La montée des influenceurs présente certains risques pour les consommateurs. On a déjà évoqué les dangers de fraude, mais le piège le plus important reste d’investir dans des produits de piètre qualité ou qui ne leur conviennent pas. Fabien Major remarque qu’une grande partie des influenceurs, en particulier ceux qui n’ont pas trop de formation en finance, parlent rapidement et presque exclusivement de produits financiers.

« Avec un conseiller, la question des produits vient très tard, rappelle-t-il. Il y a tout un travail à effectuer avant pour établir le profil de la personne, ses besoins, sa tolérance au risque, son plan financier, etc. Ce travail ne se fait pas en regardant des vidéos sur TikTok. »

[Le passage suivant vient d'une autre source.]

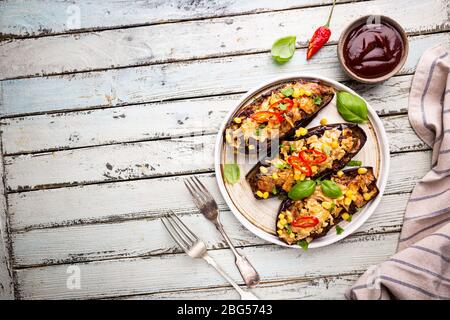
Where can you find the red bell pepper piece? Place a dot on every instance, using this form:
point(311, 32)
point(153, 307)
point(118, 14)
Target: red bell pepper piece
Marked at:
point(305, 222)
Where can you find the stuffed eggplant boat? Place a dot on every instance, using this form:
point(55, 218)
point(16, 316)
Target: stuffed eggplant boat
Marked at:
point(313, 216)
point(312, 154)
point(277, 114)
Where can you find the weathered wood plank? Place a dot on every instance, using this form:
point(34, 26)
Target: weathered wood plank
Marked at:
point(45, 17)
point(58, 131)
point(324, 288)
point(175, 80)
point(150, 275)
point(148, 237)
point(6, 276)
point(152, 197)
point(199, 39)
point(142, 160)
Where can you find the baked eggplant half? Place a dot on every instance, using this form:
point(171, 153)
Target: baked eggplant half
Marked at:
point(312, 217)
point(318, 152)
point(276, 114)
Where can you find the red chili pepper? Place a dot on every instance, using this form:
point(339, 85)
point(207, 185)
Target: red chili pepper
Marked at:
point(312, 156)
point(305, 222)
point(267, 116)
point(286, 101)
point(300, 165)
point(320, 37)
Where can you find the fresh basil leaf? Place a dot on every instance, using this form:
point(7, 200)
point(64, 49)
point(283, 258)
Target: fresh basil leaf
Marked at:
point(287, 92)
point(318, 100)
point(330, 189)
point(354, 163)
point(231, 172)
point(303, 244)
point(288, 228)
point(283, 49)
point(302, 190)
point(352, 108)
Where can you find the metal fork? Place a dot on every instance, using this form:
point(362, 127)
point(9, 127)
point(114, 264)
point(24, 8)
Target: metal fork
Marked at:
point(208, 206)
point(196, 248)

Les vidéos sont aussi très souvent axées sur le mode de vie. Les gens racontent leur histoire, comment ils ont fait de l’argent, comment ils vivent, etc. Ils misent beaucoup sur le fameux FOMO (fear of missing out, ou la peur de rater une occasion), qui peut devenir aiguë quand un influenceur soutient qu’il a investi dans le bitcoin juste avant que sa valeur grimpe de 302 % en 2020.

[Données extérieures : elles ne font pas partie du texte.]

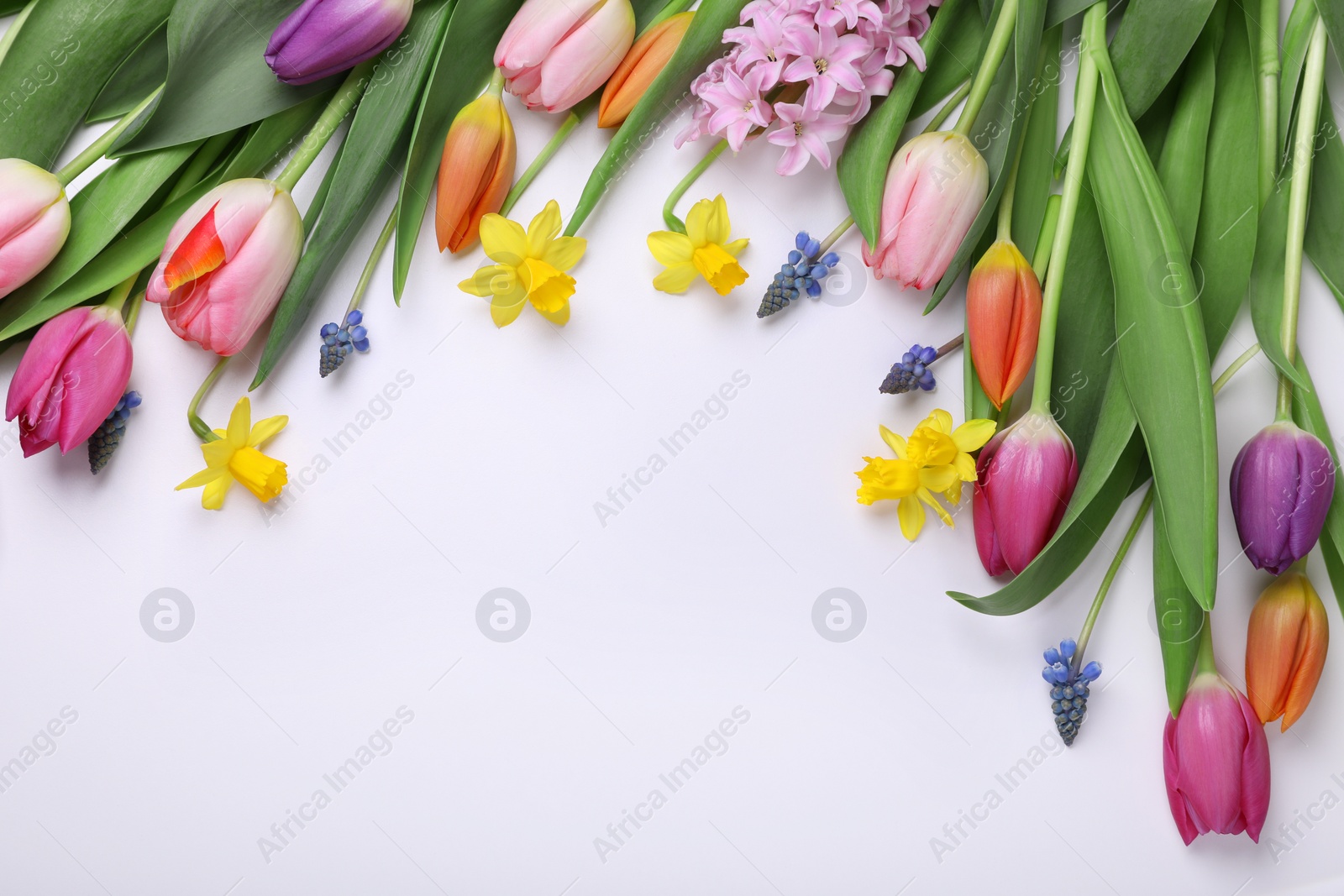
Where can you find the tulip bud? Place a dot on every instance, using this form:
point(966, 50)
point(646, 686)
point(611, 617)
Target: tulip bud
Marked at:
point(1215, 759)
point(1285, 649)
point(476, 172)
point(1025, 479)
point(934, 190)
point(1281, 486)
point(324, 36)
point(228, 262)
point(1003, 320)
point(71, 379)
point(34, 222)
point(555, 53)
point(645, 60)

L’investissement s’effectue alors plus par envie ou par mimétisme. C’est aussi la raison qui explique la popularité de produits comme les cryptomonnaies, les « meme stocks » ou les actions d’entreprise de cannabis. C’est pas mal plus sexy dans une vidéo TikTok qu’un cours sur les fonds communs équilibrés. Et les influenceurs sont d’abord là pour faire grossir leur public et générer des clics.

 

Éviter la rupture

Cédrick Jasmin, un planificateur financier de 28 ans basé à Laval, reconnaît que les gens de sa génération aiment bien parler finance avec lui. Plusieurs fréquentent des sites d’influenceurs financiers et un certain nombre investit de manière autonome.

« Les jeunes ont l’habitude d’avoir accès à de l’information très rapidement, rappelle-t-il. S’ils veulent savoir comment acheter des actions ou ouvrir un CELI, ils n’iront pas nécessairement voir un conseiller, ils vont chercher dans Google. Le problème, c’est qu’avoir plein d’information ne fait pas de toi un investisseur averti. »

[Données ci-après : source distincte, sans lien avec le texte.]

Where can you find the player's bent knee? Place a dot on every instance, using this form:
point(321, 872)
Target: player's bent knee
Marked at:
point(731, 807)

Cédrick Jasmin croit que les conseillers gagnent à montrer une grande ouverture avec ce type de client. « Si vous ridiculisez toutes leurs suggestions, il y a de bonnes chances qu’ils ne reviennent plus vous consulter et qu’ils retournent vers les communautés qui gravitent autour des influenceurs », souligne-t-il.

Il conseille plutôt de prendre le temps d’écouter leurs idées d’investissement, d’effectuer des recherches sur les produits proposés et de bien en expliquer les bons et les mauvais côtés. Et de temps à autre, les laisser essayer leur idée, tout en s’assurant qu’ils n’y placent pas une trop grande part de leur capital.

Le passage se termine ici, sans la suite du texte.